STRUCTURAL CHARACTERIZATION, MEMBRANE INTERACTION, AND SPECIFIC ASSEMBLY WITHIN PHOSPHOLIPID-MEMBRANES OF HYDROPHOBIC SEGMENTS FROM BACILLUS-THURINGIENSIS VAR ISRAELENSIS CYTOLYTIC TOXIN

The Bacillus thuringiensis var. israelensis (Bti) cytolytic toxin is hypothesized to exert its toxic activity via pore formation in the cell membrane as a result of the aggregation of several monomers. To gain insight into the toxin's mode of action, 2 putative hydrophobic 22 amino acid peptides were synthesized and characterized spectroscopically and functionally. One peptide corresponded to the putative amphiphilic alpha-helical region (amino acids 110-131, termed helix-2), and the other to amino acids 50-71 (termed helix-1) [Ward, E. S., Ellar, D. J., & Chilcott, C. N. (1988) J. Mol. Biol. 202, 527-5351 of the toxin. Circular dichroism spectroscopy revealed that both segments adopt high alpha-helical content in a hydrophobic environment,in agreement with previous models.
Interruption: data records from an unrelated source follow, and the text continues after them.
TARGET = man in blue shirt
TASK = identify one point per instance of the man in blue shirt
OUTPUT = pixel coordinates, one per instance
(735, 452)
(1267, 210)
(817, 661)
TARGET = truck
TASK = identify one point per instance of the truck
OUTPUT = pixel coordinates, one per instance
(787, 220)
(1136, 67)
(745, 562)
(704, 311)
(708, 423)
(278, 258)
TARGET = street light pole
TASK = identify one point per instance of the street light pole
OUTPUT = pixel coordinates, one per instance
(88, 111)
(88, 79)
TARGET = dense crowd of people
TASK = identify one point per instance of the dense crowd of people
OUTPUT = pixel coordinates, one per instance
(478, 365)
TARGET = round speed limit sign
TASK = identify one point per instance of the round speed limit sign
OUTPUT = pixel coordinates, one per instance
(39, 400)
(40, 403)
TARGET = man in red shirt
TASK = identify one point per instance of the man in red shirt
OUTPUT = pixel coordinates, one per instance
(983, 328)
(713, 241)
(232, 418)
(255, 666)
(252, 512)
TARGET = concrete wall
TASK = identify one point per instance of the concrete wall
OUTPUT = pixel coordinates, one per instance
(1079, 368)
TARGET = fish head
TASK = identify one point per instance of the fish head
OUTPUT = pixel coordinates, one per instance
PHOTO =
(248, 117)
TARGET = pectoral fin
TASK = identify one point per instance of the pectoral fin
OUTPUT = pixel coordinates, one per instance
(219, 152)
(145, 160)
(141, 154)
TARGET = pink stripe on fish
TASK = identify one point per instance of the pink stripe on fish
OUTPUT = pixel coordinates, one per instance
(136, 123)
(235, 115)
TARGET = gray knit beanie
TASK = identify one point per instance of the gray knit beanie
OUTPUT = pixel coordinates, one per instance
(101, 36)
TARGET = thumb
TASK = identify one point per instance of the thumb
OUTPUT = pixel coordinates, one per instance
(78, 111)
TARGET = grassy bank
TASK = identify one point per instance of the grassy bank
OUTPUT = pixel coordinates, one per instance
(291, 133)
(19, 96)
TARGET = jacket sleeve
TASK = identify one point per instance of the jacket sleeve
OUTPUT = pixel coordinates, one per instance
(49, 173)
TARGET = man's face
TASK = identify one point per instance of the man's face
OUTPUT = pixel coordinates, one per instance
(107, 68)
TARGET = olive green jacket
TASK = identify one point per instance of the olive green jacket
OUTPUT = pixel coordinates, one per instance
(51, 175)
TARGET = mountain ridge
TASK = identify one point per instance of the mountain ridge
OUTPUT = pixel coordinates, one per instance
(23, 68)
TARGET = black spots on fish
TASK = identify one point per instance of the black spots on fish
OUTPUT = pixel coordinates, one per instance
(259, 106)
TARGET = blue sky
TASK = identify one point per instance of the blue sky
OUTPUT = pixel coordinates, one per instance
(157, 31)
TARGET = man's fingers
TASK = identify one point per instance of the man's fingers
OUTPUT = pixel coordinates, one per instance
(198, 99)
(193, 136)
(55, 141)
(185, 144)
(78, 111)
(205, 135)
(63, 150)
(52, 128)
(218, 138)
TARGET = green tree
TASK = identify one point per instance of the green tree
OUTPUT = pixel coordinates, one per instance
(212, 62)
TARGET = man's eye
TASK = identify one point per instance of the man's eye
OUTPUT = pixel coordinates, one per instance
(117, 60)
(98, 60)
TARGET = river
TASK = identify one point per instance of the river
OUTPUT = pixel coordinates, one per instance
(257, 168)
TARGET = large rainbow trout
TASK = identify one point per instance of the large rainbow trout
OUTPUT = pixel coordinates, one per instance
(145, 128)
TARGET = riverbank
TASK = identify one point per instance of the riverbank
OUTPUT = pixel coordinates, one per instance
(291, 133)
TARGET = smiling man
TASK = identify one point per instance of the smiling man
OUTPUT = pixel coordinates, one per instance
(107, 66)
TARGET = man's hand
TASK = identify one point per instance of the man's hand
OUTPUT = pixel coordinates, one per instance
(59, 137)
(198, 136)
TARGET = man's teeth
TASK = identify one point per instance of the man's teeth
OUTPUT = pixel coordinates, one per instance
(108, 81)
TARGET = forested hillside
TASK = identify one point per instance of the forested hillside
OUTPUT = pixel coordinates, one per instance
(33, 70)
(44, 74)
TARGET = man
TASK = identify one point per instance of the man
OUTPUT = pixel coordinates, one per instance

To monitor peptide-lipid and peptide-peptide interactions, the peptides were labeled selectively with either 7-nitro-2,1,3-benzoxadiazol-4-yl (NBD) (to serve as donor) or tetramethylrhodamine (to serve as an acceptor), at their N-terminal amino acids. Both segments bind strongly to small unilamellar vesicles, composed of zwitterionic phospholipids, with surface partition coefficients on the order of 10(4) M-1. The shape of the binding isotherms indicates that helix-2 forms large aggregates within phospholipid membranes. Resonance energy transfer experiments demonstrated that the segments self-associate and interact with each other, but do not associate with unrelated membrane-bound peptides. Functional characterization demonstrated that helix-2 permeates phospholipid SUV with a potency similar to that of naturally occurring pore-forming peptides. Thus, the results support a role for helices-1 and -2 in the assembly and in the pore formation by Bti toxin.